The basic method of producing activated carbon from sugarcane bagasse are the physical and chemical methods. Both methods can combine in efforts to produce higher surface area. (Baksi et al., 2006).

1.2 Research Problem Statement

Sugarcane bagasse is a waste material constituting an environmental problem. The material is found to indiscriminately liter most cities in the northern Nigeria. However, it can be put into proper use by treating and transforming it. Preparation of activated carbon from sugarcane bagasse using thermal method will go a long way to solving the environmental problem constituted by the sugarcane bagasse and it could also be a major research guide in the study of activated carbon.

1.3 Aim and Objectives

The aim of this research is to produce and characterize activated carbon from sugarcane bagasse by thermal method. The objectives of this research are as follows;

ü To investigate the effect of temperature on the quality of the activated carbon produced.

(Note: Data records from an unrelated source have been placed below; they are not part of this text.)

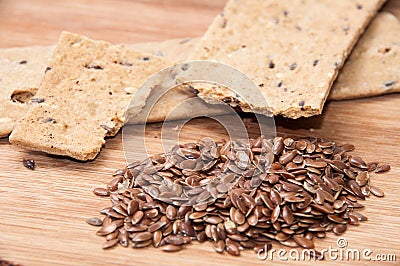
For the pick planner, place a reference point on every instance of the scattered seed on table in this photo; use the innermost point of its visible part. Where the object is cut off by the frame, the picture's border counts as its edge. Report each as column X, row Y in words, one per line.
column 29, row 163
column 238, row 195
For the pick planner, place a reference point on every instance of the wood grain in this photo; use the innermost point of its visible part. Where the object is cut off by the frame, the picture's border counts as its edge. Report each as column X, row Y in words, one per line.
column 43, row 212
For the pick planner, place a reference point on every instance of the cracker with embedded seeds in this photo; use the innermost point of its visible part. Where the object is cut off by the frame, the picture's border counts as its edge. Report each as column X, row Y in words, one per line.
column 293, row 50
column 85, row 96
column 373, row 68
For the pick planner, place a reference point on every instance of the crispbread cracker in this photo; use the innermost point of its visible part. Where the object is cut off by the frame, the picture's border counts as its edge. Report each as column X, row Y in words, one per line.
column 27, row 76
column 21, row 70
column 292, row 49
column 373, row 68
column 86, row 94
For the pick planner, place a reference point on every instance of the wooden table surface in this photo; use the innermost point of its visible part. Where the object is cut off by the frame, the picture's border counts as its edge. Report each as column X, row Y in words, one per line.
column 43, row 212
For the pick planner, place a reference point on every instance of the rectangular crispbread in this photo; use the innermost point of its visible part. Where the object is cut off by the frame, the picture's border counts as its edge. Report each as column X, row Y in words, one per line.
column 84, row 96
column 373, row 68
column 21, row 70
column 292, row 50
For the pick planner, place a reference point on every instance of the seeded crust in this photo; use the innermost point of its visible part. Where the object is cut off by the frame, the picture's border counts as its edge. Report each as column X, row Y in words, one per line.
column 292, row 49
column 86, row 94
column 373, row 67
column 21, row 70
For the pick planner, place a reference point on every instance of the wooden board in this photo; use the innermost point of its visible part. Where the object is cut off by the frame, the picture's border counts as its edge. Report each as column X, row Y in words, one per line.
column 43, row 212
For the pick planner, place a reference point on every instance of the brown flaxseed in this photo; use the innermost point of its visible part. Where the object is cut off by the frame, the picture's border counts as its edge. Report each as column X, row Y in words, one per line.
column 238, row 194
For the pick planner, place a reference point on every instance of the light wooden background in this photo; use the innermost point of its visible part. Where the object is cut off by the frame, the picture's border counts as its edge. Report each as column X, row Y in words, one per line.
column 43, row 212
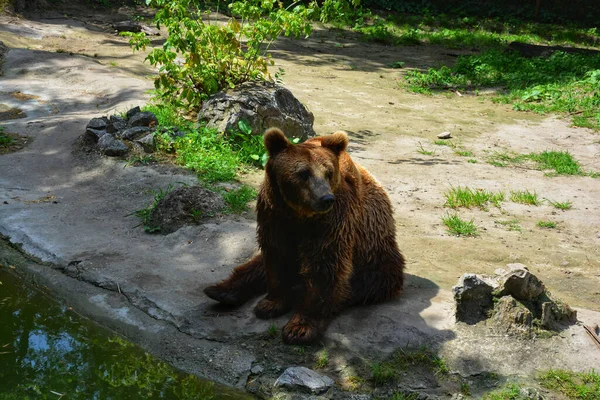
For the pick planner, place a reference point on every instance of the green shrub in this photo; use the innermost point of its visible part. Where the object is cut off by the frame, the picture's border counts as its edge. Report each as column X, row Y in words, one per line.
column 201, row 57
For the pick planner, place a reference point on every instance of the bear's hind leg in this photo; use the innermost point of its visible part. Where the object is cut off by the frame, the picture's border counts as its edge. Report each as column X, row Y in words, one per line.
column 246, row 281
column 378, row 284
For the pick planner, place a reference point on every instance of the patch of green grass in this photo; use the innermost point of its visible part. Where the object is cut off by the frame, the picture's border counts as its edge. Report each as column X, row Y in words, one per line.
column 564, row 205
column 140, row 160
column 458, row 226
column 511, row 225
column 547, row 224
column 561, row 82
column 525, row 197
column 562, row 162
column 382, row 373
column 466, row 197
column 144, row 213
column 503, row 159
column 237, row 199
column 574, row 385
column 5, row 140
column 321, row 359
column 421, row 150
column 463, row 153
column 404, row 396
column 509, row 392
column 465, row 389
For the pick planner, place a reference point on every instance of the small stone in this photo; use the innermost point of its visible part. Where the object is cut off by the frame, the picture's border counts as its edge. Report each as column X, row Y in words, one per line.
column 95, row 134
column 134, row 133
column 147, row 142
column 133, row 111
column 520, row 283
column 116, row 124
column 111, row 146
column 143, row 119
column 257, row 369
column 304, row 379
column 473, row 296
column 97, row 123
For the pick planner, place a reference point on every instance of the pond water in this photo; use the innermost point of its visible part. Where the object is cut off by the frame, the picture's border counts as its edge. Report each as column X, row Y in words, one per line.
column 47, row 351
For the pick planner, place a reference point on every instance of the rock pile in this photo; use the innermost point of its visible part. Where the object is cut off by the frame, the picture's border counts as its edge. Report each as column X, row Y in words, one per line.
column 116, row 135
column 513, row 301
column 184, row 206
column 263, row 105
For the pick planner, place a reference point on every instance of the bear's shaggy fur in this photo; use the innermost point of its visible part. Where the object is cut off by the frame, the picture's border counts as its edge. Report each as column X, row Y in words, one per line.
column 326, row 235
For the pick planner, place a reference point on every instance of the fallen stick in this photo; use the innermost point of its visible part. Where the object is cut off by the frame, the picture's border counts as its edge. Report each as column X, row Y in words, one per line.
column 592, row 333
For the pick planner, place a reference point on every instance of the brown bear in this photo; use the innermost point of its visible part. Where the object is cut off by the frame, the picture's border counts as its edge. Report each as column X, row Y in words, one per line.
column 326, row 235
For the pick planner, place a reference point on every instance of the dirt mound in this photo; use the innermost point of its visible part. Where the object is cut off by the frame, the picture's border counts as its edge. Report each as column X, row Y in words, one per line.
column 184, row 206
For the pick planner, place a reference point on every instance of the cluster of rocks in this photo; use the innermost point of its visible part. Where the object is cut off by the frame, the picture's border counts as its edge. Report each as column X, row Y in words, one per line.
column 513, row 301
column 262, row 105
column 116, row 135
column 183, row 206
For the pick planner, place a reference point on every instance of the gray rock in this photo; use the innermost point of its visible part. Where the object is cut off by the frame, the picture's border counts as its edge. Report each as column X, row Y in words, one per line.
column 134, row 133
column 520, row 283
column 530, row 394
column 111, row 146
column 116, row 124
column 303, row 379
column 147, row 143
column 130, row 113
column 263, row 105
column 134, row 26
column 556, row 314
column 97, row 123
column 95, row 134
column 473, row 296
column 146, row 118
column 512, row 317
column 257, row 369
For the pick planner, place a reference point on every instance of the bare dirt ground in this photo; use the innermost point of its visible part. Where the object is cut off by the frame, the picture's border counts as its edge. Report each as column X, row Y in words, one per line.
column 80, row 69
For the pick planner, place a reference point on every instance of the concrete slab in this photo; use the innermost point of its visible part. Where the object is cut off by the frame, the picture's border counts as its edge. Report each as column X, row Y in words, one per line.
column 74, row 211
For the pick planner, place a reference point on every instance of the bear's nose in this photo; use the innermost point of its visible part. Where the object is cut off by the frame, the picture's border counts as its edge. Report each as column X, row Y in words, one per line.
column 326, row 201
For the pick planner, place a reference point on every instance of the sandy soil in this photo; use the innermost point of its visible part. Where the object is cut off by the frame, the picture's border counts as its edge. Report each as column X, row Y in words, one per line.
column 348, row 85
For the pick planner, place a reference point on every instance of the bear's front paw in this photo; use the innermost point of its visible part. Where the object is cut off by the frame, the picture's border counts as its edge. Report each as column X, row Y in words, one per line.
column 224, row 296
column 300, row 330
column 267, row 308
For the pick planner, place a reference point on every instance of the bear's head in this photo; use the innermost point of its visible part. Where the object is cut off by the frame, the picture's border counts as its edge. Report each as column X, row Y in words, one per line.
column 305, row 175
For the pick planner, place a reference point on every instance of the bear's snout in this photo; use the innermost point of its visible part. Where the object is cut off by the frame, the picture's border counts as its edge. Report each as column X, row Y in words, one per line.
column 325, row 202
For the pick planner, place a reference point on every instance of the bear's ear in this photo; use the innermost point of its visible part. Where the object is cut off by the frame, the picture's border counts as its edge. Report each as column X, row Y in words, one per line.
column 275, row 141
column 337, row 141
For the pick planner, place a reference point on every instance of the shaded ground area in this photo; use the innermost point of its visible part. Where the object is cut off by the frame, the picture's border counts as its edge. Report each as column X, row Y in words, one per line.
column 148, row 287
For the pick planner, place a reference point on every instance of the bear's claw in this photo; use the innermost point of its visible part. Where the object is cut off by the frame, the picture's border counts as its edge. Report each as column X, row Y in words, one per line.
column 300, row 331
column 267, row 308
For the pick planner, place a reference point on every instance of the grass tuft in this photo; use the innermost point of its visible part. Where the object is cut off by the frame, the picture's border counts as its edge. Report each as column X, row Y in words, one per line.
column 562, row 162
column 511, row 225
column 525, row 197
column 237, row 199
column 458, row 226
column 466, row 197
column 574, row 385
column 547, row 224
column 564, row 205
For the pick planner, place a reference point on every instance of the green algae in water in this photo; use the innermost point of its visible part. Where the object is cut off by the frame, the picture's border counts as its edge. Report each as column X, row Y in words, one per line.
column 50, row 352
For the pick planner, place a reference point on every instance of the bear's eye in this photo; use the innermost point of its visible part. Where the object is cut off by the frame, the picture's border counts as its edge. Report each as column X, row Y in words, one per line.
column 304, row 174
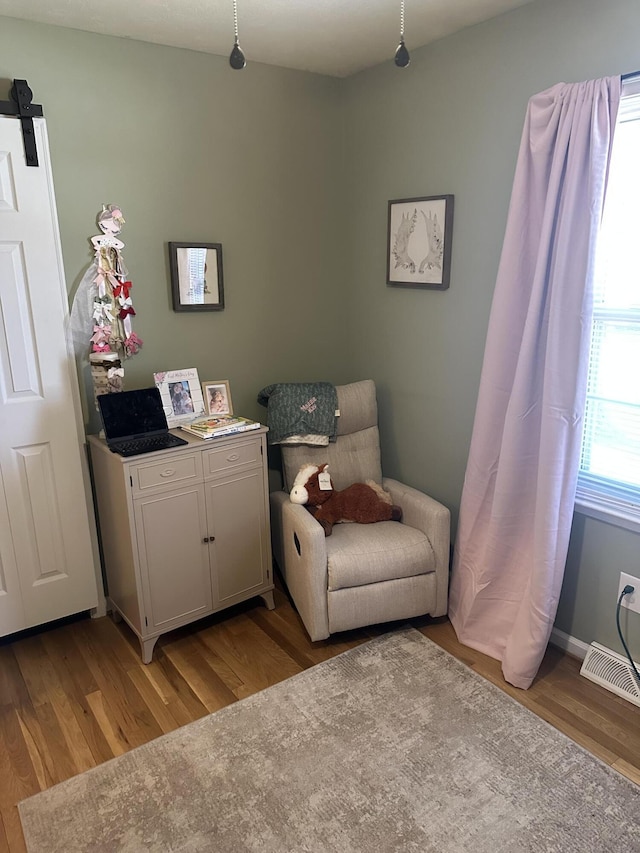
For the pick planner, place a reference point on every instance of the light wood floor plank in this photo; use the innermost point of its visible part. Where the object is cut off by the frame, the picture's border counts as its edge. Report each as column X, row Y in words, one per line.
column 79, row 692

ü To characterize the activated carbon produced.

1.4 Scope

The scope of the research work includes

·       To investigate the effect of temperature from 500, 550 and 600oc on the quality of the activated carbon produced.

·       To analyze the activated carbon through FTIR and proximate analysis.

·       Preparation of activated carbon from sugarcane bagasse.

·       Characterization of activated carbon produced from sugarcane bagasse.

1.5 Relevance of the Research

a)   Utilization of available raw materials and waste materials.

b)   Creation of job opportunity.

c)   Generation of revenue.

1.6 Justification

Sugarcane bagasse is a locally available raw material which is not expensive but has a great effect in the production of activated carbon. The method of production is safe and easy.